JP Morgan, a renowned global financial services company headquartered in the United States, has made a significant projection regarding the value of the Nigerian naira. According to JP Morgan’s latest analysis, by December 2023, the naira is anticipated to trade at a rate of N850 per US dollar within the Investors’ and Exporters’ Forex window.
The US-based bank attributed this prediction to the recent initiatives aimed at reinstating a more adaptable foreign exchange (FX) system, coupled with the inclination to align with more stringent monetary policies. The interbank FX rate has recently climbed, surpassing 900 from 750, substantially narrowing the gap compared to the parallel market rate, which now hovers just above 1,000.
JP Morgan further expounded, stating, “We expect USD/NGN to eventually move lower towards 850 by year-end as the combination of tighter policy, as well as more attractive rates and FX levels, deter incremental dollarization and perhaps attract some foreign capital.”
In addition to these policy adjustments, JP Morgan advised that authorities may contemplate additional measures, such as requiring commercial banks to adhere to regulatory limits on FX net open positions. They also suggested exploring the implementation of a cash reserve ratio on FX deposits and the issuance of dollar-denominated assets within the country.
From a fiscal perspective, JP Morgan recommended that the government mandate all tax payments in local currency. These measures, JP Morgan indicated, may have already been incorporated into the Federal Government’s forthcoming revision of guidelines related to forex market operations.

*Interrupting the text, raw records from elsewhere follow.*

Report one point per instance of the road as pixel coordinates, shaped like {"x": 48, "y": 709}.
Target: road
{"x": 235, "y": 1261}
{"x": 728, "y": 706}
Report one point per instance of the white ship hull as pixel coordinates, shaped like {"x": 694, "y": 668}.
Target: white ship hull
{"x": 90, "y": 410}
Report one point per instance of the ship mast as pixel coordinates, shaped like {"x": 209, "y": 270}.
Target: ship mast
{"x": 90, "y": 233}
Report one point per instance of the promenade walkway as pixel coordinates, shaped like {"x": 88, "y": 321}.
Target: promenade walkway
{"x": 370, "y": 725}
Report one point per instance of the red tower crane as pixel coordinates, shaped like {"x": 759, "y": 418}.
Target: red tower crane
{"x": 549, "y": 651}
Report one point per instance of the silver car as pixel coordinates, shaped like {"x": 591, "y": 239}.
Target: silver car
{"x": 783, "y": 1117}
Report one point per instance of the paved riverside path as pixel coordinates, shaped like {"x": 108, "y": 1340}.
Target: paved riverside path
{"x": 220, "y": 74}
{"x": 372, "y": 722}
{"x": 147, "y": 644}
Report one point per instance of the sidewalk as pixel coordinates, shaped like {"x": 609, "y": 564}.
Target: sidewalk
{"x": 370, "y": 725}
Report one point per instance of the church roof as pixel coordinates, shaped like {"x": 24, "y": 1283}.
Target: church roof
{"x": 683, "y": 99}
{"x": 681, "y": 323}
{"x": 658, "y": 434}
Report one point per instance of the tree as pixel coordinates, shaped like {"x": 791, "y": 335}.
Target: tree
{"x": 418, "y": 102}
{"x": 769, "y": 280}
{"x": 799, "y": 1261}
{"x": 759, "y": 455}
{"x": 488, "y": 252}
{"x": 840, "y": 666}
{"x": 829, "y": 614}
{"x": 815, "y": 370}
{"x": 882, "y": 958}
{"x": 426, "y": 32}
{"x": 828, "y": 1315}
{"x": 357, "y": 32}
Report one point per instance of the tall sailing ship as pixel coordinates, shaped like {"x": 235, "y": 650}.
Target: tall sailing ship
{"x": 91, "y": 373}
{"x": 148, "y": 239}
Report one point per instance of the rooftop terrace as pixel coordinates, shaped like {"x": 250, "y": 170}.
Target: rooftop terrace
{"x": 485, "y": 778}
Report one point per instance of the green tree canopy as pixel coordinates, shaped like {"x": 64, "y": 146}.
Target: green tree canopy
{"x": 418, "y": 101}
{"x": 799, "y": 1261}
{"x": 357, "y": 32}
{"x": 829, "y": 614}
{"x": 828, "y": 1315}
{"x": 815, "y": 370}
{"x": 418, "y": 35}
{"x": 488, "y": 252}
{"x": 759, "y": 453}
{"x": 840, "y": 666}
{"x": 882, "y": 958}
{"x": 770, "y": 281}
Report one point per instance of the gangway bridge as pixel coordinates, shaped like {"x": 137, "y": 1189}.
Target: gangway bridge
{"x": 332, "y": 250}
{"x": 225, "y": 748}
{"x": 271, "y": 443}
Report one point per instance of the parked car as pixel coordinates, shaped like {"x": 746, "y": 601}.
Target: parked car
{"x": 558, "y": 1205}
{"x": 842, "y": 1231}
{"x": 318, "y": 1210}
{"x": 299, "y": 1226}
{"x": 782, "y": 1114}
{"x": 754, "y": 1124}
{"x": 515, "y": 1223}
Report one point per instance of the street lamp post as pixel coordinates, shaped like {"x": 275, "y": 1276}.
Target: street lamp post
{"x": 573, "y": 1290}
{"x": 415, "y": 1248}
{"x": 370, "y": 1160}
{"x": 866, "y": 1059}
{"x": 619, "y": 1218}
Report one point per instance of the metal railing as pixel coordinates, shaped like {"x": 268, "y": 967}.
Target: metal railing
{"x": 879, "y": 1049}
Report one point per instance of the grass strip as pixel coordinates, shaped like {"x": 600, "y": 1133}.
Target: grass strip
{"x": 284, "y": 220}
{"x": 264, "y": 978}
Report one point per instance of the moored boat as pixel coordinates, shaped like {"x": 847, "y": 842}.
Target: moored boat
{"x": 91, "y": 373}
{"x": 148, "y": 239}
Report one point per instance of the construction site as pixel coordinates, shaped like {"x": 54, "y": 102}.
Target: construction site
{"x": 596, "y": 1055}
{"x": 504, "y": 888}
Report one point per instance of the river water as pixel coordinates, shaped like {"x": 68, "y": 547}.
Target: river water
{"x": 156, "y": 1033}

JP Morgan also encouraged oil-exporting companies to consider selling their forex proceeds on the interbank market instead of directly to the Central Bank of Nigeria. The company highlighted that the willing buyer-willing seller model currently in place in the foreign exchange market contributes to extreme volatility and impedes price discovery. As a result, JP Morgan suggested that the financial regulator should reassess this strategy for a more stable and predictable FX market.